Des forteresses à l’âge du Fer
Les fouilles françaises ont aussi permis de mettre en évidence une occupation continue du site de Tureng Tépé durant l’essentiel du Ier millénaire av. J.-C. Cette nouvelle occupation, près d’un millénaire après l’abandon de la haute terrasse de l’âge du Bronze, est représentée par une succession d’établissements fortifiés édifiés sur les ruines de la haute terrasse. Ces vestiges n’ayant été que très partiellement dégagés, il est difficile d’estimer la taille réelle de ces occupations successives ainsi que leur diversité spatiale et fonctionnelle. Toutefois, en se basant sur les éléments architecturaux mis au jour et sur la morphologie du Grand Tépé, on peut évaluer la superficie maximale des établissements de l’âge du Fer à environ 0,4 hectare.
Tureng Tépé est ensuite réoccupé à plusieurs reprises, durant l’Antiquité à l’époque parthe, puis sous l’Empire Sassanide (IIIe-VIIe siècles apr. J.-C.), avec l’édification d’un fort sur le Grand Tépé, au-dessus des ruines des occupations antérieures. D’autres vestiges attestent de plusieurs phases de réoccupations, au VIIe siècle avec la construction d’un « temple du Feu », puis aux époques islamiques (VIIe-XIVe siècles apr. J.-C.) et même jusqu’au XIXe siècle apr. J.-C.
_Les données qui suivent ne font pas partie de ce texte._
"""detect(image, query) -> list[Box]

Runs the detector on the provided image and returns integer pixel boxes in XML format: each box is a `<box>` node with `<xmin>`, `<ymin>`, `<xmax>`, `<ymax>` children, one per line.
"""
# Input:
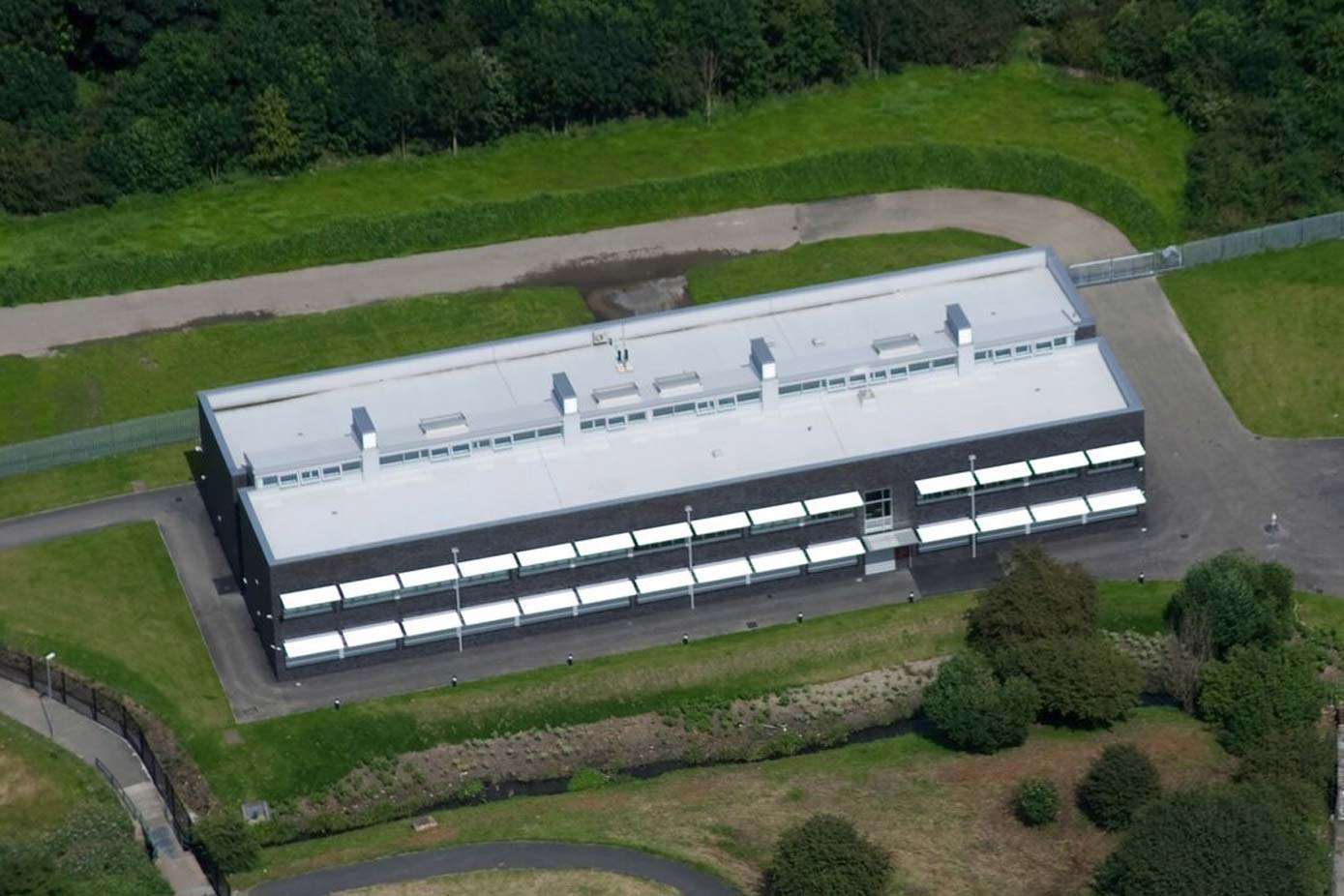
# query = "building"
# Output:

Bien que des sondages aient été réalisés en 1931 sous la direction de l’archéologue américain Frederick R. Wulsin, les principales fouilles réalisées à Tureng Tépé sont celles menées de 1960 à 1977 par la Mission archéologique française dirigée par Jean Deshayes, professeur à l'Université de Lyon II puis à l'Université de Paris I. Consistant en treize campagnes d’un à deux mois de terrain, elles ont été financées par le ministère des Affaires étrangères français, le CNRS et l'université Paris 1 Panthéon-Sorbonne. Ces fouilles, qui ont par ailleurs bénéficié de l'appui technique et administratif du Centre iranien de recherche archéologique, ont rassemblé près de 65 participants, archéologues, dessinateurs, architectes ou étudiants. Les milliers de documents (photographies, relevés en plan et en coupe, dessins d’objets, carnets de notes…) produits lors de ces campagnes de fouilles sont aujourd’hui conservés au Pôle archives de la MSH Mondes à Nanterre. Bien que la grande majorité des objets découverts lors de ces fouilles soit demeurée en Iran, le musée du Louvre conserve et expose plusieurs dizaines de vases datés de l’âge du Bronze et d’autres objets tels que des figurines anthropomorphes et zoomorphes, des outils en silex taillé et des éléments de parure.